In the event of an act of “Misconduct” (as defined below) by a Covered Employee, the Company may seek recovery of incentive compensation that such Covered Employee was awarded within a specified time period following such Misconduct and cause the forfeiture of such Covered Employee’s outstanding incentive awards.

The Company’s Board of Directors or the Committee shall have full authority to interpret and enforce the Policy.

For purposes of this policy, “Company” shall include any subsidiary or affiliate of the Company.

Covered Employees
For purposes of this Policy, “Covered Employee” is defined as executive officers and former executive officers of the Company, as determined pursuant to Rule 3b-7 under the Securities Exchange Act of 1934, as amended, and any other employee of the Company and its subsidiaries designated by the Board or the Committee.

Incentive Compensation
For purposes of this Policy, “Incentive Compensation” means (1) the amount of (or payment or value received with respect to) a Covered Employee’s annual incentive awards under the Company’s Performance Cash Bonus Plan; (2) the stock options, stock appreciation rights, restricted stock or units, and performance-based equity or equity-based awards (or any amount attributable to such awards) to the Covered Employee under the Company’s Equity Incentive Plan or other long-term incentive program; and (3) any other incentive-based compensation in respect of any Company plan or agreement.

Recovery Due to a Restatement of Financial or Operating Results
If the Committee determines that incentive compensation of a Covered Employee was overpaid, in whole or in part, as a result of a restatement of the reported financial or operating results of the Company due to material non-compliance with financial reporting requirements (unless due to a change in accounting



Exhibit 99.2

policy or applicable law), the Committee will review the incentive compensation paid, granted, vested or accrued based on the prior inaccurate results.
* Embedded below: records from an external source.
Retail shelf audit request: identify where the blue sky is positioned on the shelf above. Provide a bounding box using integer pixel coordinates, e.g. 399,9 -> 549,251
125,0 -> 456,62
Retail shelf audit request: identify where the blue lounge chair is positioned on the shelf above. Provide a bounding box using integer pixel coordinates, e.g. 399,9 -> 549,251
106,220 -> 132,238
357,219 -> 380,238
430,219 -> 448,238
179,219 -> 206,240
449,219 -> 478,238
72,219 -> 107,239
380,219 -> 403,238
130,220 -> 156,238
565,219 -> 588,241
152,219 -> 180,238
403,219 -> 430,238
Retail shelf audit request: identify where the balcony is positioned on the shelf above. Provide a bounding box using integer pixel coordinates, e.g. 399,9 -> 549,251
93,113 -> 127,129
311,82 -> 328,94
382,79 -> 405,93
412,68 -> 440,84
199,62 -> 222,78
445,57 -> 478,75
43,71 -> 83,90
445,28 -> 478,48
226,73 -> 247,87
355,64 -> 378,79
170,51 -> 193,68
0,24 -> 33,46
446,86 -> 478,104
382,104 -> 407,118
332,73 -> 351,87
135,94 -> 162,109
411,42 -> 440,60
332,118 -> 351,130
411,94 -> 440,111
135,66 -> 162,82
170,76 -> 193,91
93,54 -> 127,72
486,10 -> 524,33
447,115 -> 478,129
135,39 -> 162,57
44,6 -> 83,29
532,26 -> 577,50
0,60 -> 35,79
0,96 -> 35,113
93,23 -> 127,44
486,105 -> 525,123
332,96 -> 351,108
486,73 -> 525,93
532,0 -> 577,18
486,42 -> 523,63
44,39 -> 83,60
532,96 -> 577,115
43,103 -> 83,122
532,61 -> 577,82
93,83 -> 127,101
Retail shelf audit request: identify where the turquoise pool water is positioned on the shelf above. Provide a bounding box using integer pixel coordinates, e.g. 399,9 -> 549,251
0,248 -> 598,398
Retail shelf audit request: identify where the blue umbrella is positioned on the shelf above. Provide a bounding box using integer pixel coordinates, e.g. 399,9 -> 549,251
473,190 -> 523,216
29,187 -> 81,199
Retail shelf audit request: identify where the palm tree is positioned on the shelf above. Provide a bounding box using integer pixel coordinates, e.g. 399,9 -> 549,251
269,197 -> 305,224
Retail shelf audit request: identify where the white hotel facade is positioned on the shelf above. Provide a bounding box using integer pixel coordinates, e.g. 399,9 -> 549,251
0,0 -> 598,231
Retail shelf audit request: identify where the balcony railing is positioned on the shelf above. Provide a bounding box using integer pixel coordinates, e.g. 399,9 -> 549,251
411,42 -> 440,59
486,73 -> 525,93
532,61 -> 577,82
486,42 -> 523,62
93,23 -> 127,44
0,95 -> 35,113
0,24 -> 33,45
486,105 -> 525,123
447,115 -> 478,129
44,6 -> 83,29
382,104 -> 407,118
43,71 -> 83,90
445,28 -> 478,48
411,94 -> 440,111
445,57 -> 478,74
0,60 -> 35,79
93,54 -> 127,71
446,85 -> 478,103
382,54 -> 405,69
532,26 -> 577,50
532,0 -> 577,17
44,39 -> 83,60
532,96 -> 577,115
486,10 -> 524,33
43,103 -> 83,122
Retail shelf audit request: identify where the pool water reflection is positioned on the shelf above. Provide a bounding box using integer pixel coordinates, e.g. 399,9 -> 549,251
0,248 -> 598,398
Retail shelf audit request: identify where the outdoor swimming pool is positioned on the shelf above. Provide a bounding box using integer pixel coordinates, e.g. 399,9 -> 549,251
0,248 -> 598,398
To the extent practicable, and as permitted by applicable law, the Committee will determine, in its discretion, whether to seek to recover or cancel the excess, if any, of (i) any incentive compensation paid or accrued based on the belief that the Company had met or exceeded performance targets that would not have been met had the data been accurate, over (ii) the incentive compensation that would have been paid or granted to the Covered Employee, or the incentive compensation in which the Covered Employee would have vested, had the actual payment, granting or vesting been calculated based on the accurate data or restated results, as applicable (the “Overpayment”).

The Committee may make determinations of Overpayment at any time through the end of the third fiscal year following the year for which the inaccurate performance criteria were measured; provided, that if steps have been taken within such period to restate the Company’s financial or operating results, the time period shall be extended until such restatement is completed.

In making the determination referred to in the preceding sentence, the Committee shall take into account such factors as it deems appropriate, including (i) whether the Covered Employee has engaged in misconduct or negligent conduct that caused or contributed to the restatement of the Company’s reported financial or operating results, and (ii) the amount of the Overpayment.

Recovery Due to Misconduct
If the Committee determines that a Covered Employee who was awarded Incentive Compensation has committed an act constituting Misconduct, the Committee may, in its sole discretion, take remedial action against such Covered Employee, including (i) the recovery of any or all of the Incentive Compensation that such Covered Employee was awarded and paid during the period commencing thirty-six (36) months immediately prior to the date of Misconduct and ending thirty-six (36) months following such Misconduct, and (ii) the cancellation of some or all the Covered Employee’s then outstanding vested but unsettled Incentive Compensation awards and outstanding unvested Incentive Compensation awards.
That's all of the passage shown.